Decision trees practice
What to measure?
- Entropy - measures the uncertainty of randomness in our data
- Gini index measures the probability of incorrect classification
- Both are used to evaluate how well a split separates classes
Practice
In our sample dataset we have - 3 setosa samples, 3 versicolor samples, 4 virginica samples
To calculate entropy:
$$ -\sum(p * \log_2(p)) $$ where $p$ is probability of each class. So for each class
- setosa: $-(\frac{3}{10} * log_2(\frac{3}{10}))$
- versicolor: $-(\frac{3}{10} * log_2(\frac{3}{10}))$
- virginica: $-(\frac{4}{10} * log_2(\frac{4}{10}))$
Then sum calculated values to get final entropy.

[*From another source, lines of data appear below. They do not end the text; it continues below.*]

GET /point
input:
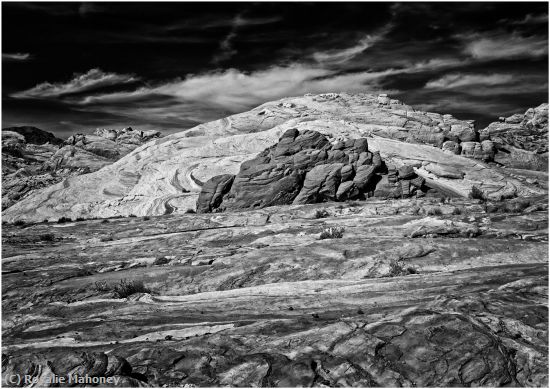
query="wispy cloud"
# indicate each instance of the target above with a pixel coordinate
(461, 80)
(493, 85)
(338, 56)
(530, 19)
(226, 45)
(93, 79)
(15, 56)
(504, 46)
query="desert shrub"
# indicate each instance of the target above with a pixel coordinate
(332, 233)
(127, 288)
(161, 261)
(457, 211)
(47, 237)
(435, 211)
(321, 213)
(477, 193)
(415, 210)
(101, 286)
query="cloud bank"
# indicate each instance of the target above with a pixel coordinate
(89, 81)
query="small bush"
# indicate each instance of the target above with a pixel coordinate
(159, 261)
(101, 286)
(47, 237)
(127, 288)
(477, 193)
(321, 213)
(435, 211)
(332, 233)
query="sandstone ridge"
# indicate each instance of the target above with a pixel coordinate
(166, 175)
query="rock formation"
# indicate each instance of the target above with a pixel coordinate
(521, 140)
(305, 167)
(413, 293)
(34, 159)
(166, 175)
(34, 135)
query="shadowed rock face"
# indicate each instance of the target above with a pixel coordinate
(35, 135)
(168, 173)
(414, 293)
(521, 140)
(304, 168)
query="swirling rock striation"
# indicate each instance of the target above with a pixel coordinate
(304, 168)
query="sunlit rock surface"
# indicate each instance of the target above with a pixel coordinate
(166, 175)
(431, 292)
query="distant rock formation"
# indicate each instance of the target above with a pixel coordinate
(167, 175)
(305, 167)
(521, 140)
(33, 159)
(34, 135)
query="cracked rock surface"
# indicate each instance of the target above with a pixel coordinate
(445, 293)
(166, 175)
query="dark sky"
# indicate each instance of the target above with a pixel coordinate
(73, 67)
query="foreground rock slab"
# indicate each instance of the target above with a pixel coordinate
(451, 293)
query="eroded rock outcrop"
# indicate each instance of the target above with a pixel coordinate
(167, 174)
(521, 140)
(34, 159)
(306, 167)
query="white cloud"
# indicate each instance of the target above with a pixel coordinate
(234, 90)
(532, 19)
(93, 79)
(504, 46)
(341, 56)
(226, 44)
(457, 80)
(15, 56)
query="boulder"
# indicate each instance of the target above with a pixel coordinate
(472, 150)
(364, 177)
(462, 133)
(406, 172)
(320, 184)
(346, 191)
(444, 171)
(487, 150)
(212, 192)
(452, 147)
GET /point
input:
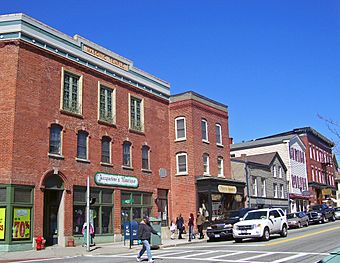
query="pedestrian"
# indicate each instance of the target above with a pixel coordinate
(144, 235)
(180, 226)
(173, 228)
(191, 227)
(199, 222)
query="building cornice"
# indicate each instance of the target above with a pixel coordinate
(81, 51)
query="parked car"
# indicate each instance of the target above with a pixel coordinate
(297, 220)
(321, 214)
(261, 224)
(223, 229)
(337, 212)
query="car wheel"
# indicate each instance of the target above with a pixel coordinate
(266, 234)
(284, 231)
(238, 240)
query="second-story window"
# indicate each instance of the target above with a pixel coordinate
(218, 134)
(71, 93)
(180, 128)
(127, 154)
(181, 163)
(106, 104)
(106, 149)
(220, 166)
(145, 157)
(206, 164)
(55, 139)
(82, 145)
(136, 114)
(204, 129)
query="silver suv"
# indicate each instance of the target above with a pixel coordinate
(261, 224)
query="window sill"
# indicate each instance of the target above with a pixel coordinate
(181, 174)
(127, 167)
(107, 123)
(82, 160)
(73, 114)
(137, 131)
(106, 164)
(56, 156)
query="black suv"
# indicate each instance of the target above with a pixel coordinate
(321, 214)
(223, 229)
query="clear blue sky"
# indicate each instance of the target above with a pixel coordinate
(276, 64)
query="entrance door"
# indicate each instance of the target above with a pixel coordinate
(52, 200)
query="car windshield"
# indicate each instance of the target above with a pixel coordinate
(256, 215)
(289, 216)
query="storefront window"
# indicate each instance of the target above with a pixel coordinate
(135, 206)
(101, 212)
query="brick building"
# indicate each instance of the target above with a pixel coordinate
(70, 110)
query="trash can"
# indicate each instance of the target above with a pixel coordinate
(156, 240)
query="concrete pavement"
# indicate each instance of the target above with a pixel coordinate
(100, 249)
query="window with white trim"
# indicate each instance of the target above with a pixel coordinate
(220, 170)
(254, 188)
(82, 145)
(206, 164)
(180, 128)
(275, 191)
(263, 187)
(55, 139)
(181, 163)
(204, 130)
(71, 92)
(136, 113)
(218, 134)
(106, 104)
(106, 150)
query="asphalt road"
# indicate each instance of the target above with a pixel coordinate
(305, 245)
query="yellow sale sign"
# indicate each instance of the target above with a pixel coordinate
(21, 223)
(2, 223)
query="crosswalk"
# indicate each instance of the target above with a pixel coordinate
(232, 256)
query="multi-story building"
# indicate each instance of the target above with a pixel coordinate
(72, 110)
(292, 151)
(265, 177)
(199, 138)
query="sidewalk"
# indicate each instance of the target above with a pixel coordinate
(100, 249)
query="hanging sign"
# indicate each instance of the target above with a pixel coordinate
(2, 223)
(116, 180)
(21, 223)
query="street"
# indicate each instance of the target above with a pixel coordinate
(305, 245)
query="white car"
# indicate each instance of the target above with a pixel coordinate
(261, 224)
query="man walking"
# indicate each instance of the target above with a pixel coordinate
(144, 235)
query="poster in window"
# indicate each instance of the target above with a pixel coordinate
(2, 223)
(21, 223)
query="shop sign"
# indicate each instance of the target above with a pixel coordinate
(2, 223)
(228, 189)
(116, 180)
(21, 223)
(106, 58)
(327, 191)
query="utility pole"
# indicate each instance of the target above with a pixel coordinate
(88, 215)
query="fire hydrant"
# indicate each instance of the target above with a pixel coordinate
(40, 242)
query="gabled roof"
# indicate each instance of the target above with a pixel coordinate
(265, 159)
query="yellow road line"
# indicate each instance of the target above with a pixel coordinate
(303, 236)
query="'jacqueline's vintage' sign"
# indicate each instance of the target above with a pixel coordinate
(116, 180)
(106, 58)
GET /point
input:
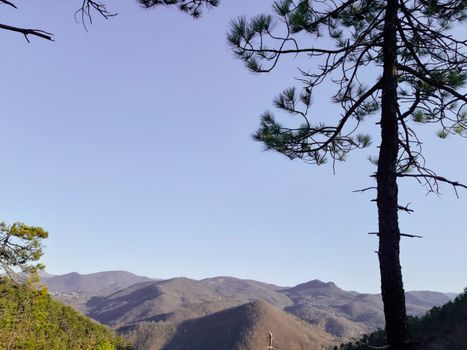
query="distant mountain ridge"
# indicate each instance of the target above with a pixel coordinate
(157, 308)
(75, 289)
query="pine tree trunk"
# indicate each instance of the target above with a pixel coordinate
(392, 288)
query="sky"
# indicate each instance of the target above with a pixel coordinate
(131, 144)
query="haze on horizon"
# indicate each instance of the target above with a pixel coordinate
(131, 145)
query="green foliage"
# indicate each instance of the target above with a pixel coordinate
(192, 7)
(20, 248)
(31, 320)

To calculate Gini: Formula is: $1 - \sum(p^2)$, where $p$ probability of each class. For each class
- setosa: $(\frac{3}{10})^2$
- versicolor: $(\frac{3}{10})^2$
- virginica: $(\frac{4}{10})^2$
Then subtract sum from 1 to get final gini index
decision-trees-practice.py
import pandas as pd
from math import log2
data = {
'species': [
'setosa', 'setosa', 'setosa',
'versicolor', 'versicolor', 'versioclor',
'virginica', 'virginica', 'virginica', 'virginica'
]
}
df = pd.DataFrame(data)
class_counts = df['species'].value_counts()
total_samples = len(df)
probabilities = class_counts / total_samples
print("Dataset Distribution")
print(class_counts)
print("\nProbabilities")
print(probabilities)
entropy = -sum(p * log2(p) for p in probabilities)
print(f"\nEntropy = {entropy:.4f}")
gini = 1 - sum(p ** 2 for p in probabilities)
print(f"\nGini = {gini:.4f}")
The output of code above:
Dataset Distribution
species
virginica 4
setosa 3
versicolor 2
versioclor 1
Name: count, dtype: int64
Probabilities
species
virginica 0.4
setosa 0.3
versicolor 0.2
versioclor 0.1
Name: count, dtype: float64
Entropy = 1.8464
Gini = 0.7000